Dizia consigo: “Se ao menos tocar na roupa dele, eu ficarei curada”. O
catecismo da época mandava dizer: “Se eu tocar na roupa dele, ele ficará
impuro”. A mulher pensava exatamente o contrário! Sinal de muita coragem. Sinal
de que as mulheres não concordavam com tudo o que as autoridades religiosas
ensinavam. O ensinamento dos fariseus e dos escribas não conseguia controlar o
pensamento do povo! Graças a Deus! A mulher aproximou-se por de trás de Jesus,
tocou na roupa dele, e ficou curada.
* Mateus 9,22. A palavra iluminadora
de Jesus
Jesus
voltando-se e vendo a mulher declara: “Coragem, minha filha, sua fé curou
você!” Frase curta, mas que deixa transparecer três pontos muito importantes:
(1) Dizendo “Minha filha”, Jesus acolhe a mulher na nova
comunidade, que se formava ao seu redor. Ela já não é uma excluída.
(2) Aquilo que ela esperava e acreditava aconteceu de fato.
Ela ficou curada. Prova de que o catecismo das autoridades religiosas não estava
correto e que em Jesus se abriu um novo caminho para as pessoas poderem obter a
pureza exigida pela lei e entrar em contato com Deus.
(3) Jesus reconhece que, sem a fé daquela senhora, ele não
poderia ter feito o milagre. A cura não foi um rito mágico, mas um ato de fé.
* Mateus 9,23-24: Na casa de chefe.
Em seguida,
Jesus vai para a casa do chefe. Ao ver o alvoroço dos que faziam luto pela
morte da menina, mandou que todo mundo saísse. Dizia: “A criança não morreu.
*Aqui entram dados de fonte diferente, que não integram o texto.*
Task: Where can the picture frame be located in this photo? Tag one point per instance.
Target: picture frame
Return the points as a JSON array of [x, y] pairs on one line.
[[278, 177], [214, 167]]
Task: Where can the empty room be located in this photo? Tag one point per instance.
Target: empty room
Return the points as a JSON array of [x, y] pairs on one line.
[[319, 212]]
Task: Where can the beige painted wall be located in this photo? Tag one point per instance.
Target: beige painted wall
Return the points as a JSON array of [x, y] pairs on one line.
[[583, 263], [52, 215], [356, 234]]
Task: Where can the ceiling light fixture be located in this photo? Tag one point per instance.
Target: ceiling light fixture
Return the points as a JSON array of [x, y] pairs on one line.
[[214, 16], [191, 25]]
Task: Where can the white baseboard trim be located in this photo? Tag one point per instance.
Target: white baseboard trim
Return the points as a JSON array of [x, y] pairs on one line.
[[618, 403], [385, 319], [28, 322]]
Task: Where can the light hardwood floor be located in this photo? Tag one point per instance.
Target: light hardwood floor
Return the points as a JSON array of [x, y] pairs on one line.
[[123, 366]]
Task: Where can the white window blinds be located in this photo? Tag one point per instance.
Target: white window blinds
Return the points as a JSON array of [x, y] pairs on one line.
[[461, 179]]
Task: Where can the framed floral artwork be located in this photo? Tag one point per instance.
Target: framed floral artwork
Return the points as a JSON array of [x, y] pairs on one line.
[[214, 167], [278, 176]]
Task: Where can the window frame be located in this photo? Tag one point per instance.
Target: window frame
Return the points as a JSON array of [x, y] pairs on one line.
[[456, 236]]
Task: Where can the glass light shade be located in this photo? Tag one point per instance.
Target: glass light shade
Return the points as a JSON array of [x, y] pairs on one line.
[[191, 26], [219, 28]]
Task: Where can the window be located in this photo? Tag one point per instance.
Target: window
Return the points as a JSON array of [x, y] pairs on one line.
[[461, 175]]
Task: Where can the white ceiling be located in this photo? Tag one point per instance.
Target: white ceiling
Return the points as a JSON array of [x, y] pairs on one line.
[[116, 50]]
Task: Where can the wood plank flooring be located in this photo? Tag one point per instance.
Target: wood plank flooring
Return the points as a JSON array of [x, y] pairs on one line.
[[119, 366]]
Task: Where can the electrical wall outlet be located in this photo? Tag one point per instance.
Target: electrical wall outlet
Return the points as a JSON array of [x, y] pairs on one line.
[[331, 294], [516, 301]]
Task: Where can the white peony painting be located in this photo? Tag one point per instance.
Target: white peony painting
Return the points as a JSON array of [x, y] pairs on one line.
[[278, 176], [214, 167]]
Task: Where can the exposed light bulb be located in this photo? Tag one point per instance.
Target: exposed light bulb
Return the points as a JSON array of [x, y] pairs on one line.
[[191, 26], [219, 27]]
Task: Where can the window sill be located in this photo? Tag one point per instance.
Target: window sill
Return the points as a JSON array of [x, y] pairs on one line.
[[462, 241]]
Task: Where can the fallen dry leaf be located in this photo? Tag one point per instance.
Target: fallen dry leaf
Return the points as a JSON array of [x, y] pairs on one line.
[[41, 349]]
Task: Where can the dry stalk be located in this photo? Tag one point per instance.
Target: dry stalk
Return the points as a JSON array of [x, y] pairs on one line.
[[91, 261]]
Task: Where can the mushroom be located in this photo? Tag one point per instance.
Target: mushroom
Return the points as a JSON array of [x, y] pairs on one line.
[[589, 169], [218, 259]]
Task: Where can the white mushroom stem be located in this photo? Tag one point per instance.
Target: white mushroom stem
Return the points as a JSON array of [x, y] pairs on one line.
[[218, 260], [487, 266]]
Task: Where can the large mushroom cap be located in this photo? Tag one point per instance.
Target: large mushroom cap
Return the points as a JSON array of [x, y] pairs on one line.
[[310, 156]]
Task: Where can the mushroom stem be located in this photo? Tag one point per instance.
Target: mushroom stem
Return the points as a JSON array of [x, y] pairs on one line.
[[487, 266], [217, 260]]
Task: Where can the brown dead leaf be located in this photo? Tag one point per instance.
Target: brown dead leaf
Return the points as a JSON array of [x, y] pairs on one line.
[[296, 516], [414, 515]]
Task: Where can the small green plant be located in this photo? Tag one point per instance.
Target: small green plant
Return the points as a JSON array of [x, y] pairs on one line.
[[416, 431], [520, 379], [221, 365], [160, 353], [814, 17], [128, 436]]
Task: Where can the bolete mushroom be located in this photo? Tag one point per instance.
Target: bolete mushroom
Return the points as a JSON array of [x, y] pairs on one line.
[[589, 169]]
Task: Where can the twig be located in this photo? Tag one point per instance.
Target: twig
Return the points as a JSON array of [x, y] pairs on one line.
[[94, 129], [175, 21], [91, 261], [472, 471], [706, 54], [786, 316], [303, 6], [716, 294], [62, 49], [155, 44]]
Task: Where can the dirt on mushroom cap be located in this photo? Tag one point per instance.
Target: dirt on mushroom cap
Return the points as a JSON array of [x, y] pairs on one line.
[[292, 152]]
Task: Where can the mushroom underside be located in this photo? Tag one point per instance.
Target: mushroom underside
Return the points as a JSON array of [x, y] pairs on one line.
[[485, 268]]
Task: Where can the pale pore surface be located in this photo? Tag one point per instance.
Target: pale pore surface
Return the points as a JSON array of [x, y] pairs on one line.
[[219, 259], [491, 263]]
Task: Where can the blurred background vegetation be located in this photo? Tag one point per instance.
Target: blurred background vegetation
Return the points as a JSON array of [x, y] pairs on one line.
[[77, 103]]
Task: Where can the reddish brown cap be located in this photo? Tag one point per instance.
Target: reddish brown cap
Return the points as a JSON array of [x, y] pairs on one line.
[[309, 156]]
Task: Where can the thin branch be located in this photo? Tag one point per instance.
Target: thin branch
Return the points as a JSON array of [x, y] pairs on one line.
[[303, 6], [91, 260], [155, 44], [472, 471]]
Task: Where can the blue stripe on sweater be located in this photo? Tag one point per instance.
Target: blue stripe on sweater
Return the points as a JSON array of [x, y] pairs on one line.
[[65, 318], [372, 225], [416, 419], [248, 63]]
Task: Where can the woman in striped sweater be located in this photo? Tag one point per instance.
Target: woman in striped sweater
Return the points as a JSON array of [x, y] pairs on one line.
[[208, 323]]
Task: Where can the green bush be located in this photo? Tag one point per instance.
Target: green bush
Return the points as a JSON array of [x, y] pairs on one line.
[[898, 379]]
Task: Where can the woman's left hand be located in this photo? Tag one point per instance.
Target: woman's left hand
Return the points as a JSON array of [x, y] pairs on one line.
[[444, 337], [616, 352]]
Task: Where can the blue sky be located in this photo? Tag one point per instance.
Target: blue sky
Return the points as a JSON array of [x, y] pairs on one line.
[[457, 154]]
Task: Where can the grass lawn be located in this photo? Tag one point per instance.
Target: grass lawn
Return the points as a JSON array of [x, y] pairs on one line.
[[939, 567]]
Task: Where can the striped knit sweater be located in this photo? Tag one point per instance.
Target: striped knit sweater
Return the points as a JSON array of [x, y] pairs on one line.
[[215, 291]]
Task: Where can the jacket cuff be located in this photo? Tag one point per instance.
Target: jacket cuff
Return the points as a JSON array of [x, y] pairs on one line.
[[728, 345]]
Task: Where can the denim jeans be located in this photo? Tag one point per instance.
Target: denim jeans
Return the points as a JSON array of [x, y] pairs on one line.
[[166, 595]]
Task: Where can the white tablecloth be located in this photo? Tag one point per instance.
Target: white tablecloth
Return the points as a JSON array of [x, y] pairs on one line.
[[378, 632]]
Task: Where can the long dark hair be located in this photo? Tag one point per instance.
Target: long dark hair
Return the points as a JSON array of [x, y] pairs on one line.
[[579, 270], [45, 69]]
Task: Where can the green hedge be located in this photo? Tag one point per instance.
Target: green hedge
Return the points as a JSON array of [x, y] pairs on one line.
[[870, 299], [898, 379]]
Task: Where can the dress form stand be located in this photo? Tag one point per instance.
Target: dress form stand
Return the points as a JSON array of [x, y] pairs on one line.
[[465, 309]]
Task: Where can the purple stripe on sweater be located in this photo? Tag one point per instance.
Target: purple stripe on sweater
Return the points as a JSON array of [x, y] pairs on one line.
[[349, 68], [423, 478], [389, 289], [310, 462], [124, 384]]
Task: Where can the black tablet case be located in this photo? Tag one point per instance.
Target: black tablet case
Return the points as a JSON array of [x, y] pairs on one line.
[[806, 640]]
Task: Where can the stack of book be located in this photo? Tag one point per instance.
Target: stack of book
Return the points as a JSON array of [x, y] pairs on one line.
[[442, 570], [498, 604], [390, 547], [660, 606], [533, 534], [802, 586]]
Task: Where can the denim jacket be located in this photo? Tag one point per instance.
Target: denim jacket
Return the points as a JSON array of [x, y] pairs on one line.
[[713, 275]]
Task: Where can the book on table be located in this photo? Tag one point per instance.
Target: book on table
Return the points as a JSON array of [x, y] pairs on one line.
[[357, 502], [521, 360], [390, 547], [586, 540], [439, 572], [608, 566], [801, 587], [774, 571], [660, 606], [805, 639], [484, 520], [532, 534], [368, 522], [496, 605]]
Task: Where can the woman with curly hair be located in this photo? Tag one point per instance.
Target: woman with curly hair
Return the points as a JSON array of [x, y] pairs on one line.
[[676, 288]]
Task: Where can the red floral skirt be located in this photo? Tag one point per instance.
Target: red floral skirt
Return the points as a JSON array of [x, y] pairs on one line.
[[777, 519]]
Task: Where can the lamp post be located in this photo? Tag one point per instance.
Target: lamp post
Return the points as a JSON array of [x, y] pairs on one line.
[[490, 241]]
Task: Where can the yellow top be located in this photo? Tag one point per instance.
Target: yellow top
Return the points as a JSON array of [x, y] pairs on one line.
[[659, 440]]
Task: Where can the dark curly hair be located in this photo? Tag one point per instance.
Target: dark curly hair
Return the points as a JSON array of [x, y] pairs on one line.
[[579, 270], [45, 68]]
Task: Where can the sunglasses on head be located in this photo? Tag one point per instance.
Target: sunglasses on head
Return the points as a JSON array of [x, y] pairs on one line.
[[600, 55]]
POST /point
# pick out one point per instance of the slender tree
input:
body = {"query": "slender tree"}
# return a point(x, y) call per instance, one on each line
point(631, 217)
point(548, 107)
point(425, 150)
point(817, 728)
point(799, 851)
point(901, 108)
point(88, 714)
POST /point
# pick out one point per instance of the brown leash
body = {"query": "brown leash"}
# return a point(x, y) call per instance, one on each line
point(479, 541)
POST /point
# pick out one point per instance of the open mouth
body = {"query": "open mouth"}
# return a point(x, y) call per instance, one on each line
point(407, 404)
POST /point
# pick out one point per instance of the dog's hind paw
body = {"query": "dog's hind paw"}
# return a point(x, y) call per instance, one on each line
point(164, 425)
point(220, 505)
Está dormindo!”. O pessoal deu risada. O povo sabe distinguir quando uma pessoa
está dormindo ou quando está morta. Para eles, a morte era uma barreira que
ninguém poderia ultrapassar! É a risada de Abraão e de Sara, isto é, dos que
não conseguem crer que para Deus nada é impossível (Gn 17,17; 18,12-14; Lc
1,37). As palavras de Jesus têm ainda um significado mais profundo. A situação
das comunidades do tempo de Mateus parecia uma situação de morte. Elas também
tinham que ouvir: “Não é morte! Vocês é que estão dormindo! Acordem!”
* Mateus 9,25-26: A ressurreição da menina.
Jesus não deu
importância à risada do povo. Ele esperou até que todos saíssem da casa. Aí ele
entrou, tomou a criança pela mão e ela se levantou. Marcos conservou as
palavras de Jesus: “Talita kúmi!”, o que quer dizer: Menina, levanta-te (Mc
5,41). A notícia espalhou-se por toda aquela região. Fez o povo acreditar que
Jesus é o Senhor da vida que vence a morte.
Para um confronto pessoal
1. Hoje, quais as categorias de pessoas que se sentem
excluídas da participação na comunidade cristã?
Quais os fatores que hoje causam a exclusão de tantas pessoas e lhes
dificultam a vida tanto na família como na sociedade?
2. “A criança não morreu. Está dormindo!” “Não é morte!
Vocês é que estão dormindo! Acordem!” Esta é a mensagem do evangelho de hoje. O
que ela diz para mim? Sou daqueles que dão risada?